La «réforme» semble être devenue, depuis près de vingt ans, le mode d’être permanent du système des retraites en France. C’est toujours la dernière, en attendant la suivante. Que signifie ce paradoxe? On peut entrer dans le débat par les chiffres, mais ces derniers, jamais neutres, ne prennent sens que pour autant qu’on en saisisse les tenants et aboutissants sociopolitiques: l’éclatement en cours des sociétés salariales.

Grosso modo, dans les sociétés développées, le financement des retraites peut prendre trois formes monétaires: salaire, rente ou allocation. (1) Soit il s’agit d’un salaire continué au-delà d’une carrière professionnelle et financé directement par les cotisations des actifs de la période –c’est le mécanisme collectif de la retraite par répartition, basé sur la socialisation du salaire. (2) Soit il s’agit d’une rente versée sur la base d’une propriété lucrative acquise par une épargne accumulée durant la vie active –c’est le mécanisme privé de la retraite par capitalisation, basé sur l’accumulation financière. (3) Soit il s’agit d’une allocation versée au titre de l’assistance, financée par l’impôt et qui constitue une sorte de filet de sécurité accessible, en principe, à tous les citoyens qui ne peuvent financer leur retraite par la modalité (1) ou par la modalité (2) –c’est le mécanisme solidaire du minimum vieillesse, basé sur la redistribution des revenus.

En France, c’est le premier dispositif qui s’est imposé au cœur du modèle social, en lien avec l’extension de la condition salariale depuis la Libération.
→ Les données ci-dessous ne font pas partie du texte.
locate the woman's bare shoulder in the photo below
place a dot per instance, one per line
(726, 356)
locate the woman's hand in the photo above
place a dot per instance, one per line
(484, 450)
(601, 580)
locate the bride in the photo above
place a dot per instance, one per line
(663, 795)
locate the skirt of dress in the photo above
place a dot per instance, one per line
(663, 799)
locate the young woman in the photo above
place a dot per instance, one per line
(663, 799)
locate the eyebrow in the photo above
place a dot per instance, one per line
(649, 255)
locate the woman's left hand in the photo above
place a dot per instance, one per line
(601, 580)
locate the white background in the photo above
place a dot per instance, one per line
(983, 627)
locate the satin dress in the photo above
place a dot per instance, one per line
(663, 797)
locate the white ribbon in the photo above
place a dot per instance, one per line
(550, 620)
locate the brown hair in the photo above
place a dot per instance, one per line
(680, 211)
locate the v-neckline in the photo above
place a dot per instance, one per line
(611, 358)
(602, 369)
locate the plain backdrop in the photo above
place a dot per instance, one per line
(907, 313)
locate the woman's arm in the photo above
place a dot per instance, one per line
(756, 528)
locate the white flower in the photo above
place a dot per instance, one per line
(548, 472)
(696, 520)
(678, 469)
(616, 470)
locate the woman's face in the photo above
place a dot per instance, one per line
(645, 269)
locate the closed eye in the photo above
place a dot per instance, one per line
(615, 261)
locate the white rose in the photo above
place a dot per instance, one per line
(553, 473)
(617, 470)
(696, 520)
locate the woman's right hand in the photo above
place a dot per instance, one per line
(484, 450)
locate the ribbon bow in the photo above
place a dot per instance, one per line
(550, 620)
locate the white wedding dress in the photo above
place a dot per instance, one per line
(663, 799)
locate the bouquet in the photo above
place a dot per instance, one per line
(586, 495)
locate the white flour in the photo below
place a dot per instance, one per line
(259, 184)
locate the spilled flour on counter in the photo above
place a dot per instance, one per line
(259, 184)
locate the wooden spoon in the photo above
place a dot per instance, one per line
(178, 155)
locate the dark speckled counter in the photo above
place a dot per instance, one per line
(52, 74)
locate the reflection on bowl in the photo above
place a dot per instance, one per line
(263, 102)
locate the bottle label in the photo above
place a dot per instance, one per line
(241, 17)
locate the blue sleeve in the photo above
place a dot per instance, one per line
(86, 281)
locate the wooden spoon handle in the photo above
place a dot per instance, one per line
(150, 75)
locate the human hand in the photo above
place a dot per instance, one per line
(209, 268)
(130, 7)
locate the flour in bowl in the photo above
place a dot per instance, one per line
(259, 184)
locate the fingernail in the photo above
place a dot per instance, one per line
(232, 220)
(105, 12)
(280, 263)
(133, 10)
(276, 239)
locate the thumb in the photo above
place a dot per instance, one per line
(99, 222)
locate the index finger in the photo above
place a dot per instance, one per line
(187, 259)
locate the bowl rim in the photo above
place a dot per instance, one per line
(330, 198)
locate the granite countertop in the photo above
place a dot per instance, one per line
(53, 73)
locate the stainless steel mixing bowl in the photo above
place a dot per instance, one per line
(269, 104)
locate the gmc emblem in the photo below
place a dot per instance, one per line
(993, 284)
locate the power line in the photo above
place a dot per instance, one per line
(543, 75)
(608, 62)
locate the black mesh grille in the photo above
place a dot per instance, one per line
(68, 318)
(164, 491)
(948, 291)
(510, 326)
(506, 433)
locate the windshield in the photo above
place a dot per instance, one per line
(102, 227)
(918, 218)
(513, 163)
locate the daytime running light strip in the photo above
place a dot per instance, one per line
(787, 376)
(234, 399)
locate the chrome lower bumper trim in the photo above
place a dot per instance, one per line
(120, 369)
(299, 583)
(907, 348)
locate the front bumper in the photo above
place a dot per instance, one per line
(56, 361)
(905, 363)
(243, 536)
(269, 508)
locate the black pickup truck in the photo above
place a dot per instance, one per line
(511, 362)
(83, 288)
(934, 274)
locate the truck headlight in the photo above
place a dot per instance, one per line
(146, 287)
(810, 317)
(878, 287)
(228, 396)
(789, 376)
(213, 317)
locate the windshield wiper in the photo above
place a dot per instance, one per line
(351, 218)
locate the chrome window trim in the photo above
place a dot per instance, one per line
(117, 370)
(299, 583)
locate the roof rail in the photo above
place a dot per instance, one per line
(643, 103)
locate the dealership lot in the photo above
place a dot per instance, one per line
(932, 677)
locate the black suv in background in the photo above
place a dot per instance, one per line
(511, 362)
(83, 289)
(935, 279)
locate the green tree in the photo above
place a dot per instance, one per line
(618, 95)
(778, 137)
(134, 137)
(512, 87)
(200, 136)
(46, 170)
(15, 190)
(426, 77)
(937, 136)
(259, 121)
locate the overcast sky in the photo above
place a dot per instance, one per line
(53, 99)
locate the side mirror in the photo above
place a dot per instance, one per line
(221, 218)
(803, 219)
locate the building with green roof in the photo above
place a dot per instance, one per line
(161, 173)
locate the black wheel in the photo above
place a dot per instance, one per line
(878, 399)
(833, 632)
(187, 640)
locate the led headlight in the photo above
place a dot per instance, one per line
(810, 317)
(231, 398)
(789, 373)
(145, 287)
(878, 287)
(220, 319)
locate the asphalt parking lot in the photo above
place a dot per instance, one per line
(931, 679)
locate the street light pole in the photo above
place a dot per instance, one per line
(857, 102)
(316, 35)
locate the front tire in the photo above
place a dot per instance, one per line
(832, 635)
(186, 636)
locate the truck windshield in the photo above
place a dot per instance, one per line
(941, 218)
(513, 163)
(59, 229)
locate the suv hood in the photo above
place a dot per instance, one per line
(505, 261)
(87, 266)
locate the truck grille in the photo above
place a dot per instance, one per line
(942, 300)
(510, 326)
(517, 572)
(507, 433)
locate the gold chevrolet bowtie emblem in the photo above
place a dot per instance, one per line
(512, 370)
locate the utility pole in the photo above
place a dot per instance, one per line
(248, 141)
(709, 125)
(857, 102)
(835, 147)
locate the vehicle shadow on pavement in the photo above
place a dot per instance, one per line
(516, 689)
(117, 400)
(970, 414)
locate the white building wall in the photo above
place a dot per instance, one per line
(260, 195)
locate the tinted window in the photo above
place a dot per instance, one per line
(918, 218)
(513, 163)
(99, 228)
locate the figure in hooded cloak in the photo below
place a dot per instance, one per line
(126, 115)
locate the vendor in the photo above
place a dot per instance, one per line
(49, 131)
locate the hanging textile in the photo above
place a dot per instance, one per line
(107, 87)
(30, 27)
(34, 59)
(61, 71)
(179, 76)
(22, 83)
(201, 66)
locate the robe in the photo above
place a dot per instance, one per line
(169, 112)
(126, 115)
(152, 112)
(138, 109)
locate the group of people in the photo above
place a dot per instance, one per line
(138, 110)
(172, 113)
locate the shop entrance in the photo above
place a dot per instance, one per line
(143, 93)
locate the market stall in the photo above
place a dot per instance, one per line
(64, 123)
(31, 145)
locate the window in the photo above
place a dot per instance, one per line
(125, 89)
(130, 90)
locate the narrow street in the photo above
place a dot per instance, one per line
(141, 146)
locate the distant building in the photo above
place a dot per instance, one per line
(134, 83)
En régime de croisière, il fonctionne dans une économie en croissance et au voisinage du plein-emploi. Avec l’accroissement et le partage de la richesse nationale, il a su absorber sans problème l’augmentation de la population des retraités. Certes, les plus riches pouvaient toujours compléter leur pension par des revenus de capitalisation; et pour les plus pauvres, il restait le filet de sécurité de l’assistance. Certes demeuraient des inégalités entre les différentes couches du salariat. Mais, globalement, le régime de répartition était devenu la norme, la socialisation du salaire s’attaquant aux inégalités par les deux bouts, par l’affaiblissement de la rente et par la résorption de l’assistance. Avec les autres institutions de la protection sociale, avec le droit du travail et les services publics, ce régime constitue l’un des piliers collectifs par lesquels s’est construite, de haute lutte, une société où le travail donne lieu à un statut protecteur, valorisant et ouvert au plus grand nombre. Jusqu’alors, les sociétés s’étaient structurées autour de la propriété lucrative, régime très inégalitaire et réservé à la minorité privilégiée des rentiers. Ceux qui n’avaient que leur travail à vendre pour vivre n’étaient tout simplement rien, vivaient rarement vieux et finissaient leur vie dans la misère. La consolidation du salariat n’a pas fait que sortir les classes laborieuses de la précarité et de la pauvreté; elle est allée de pair avec le développement de l’égalité réelle et de la démocratie. C’est tout le potentiel émancipateur des «puissances du salariat», pour reprendre la belle expression de Bernard Friot.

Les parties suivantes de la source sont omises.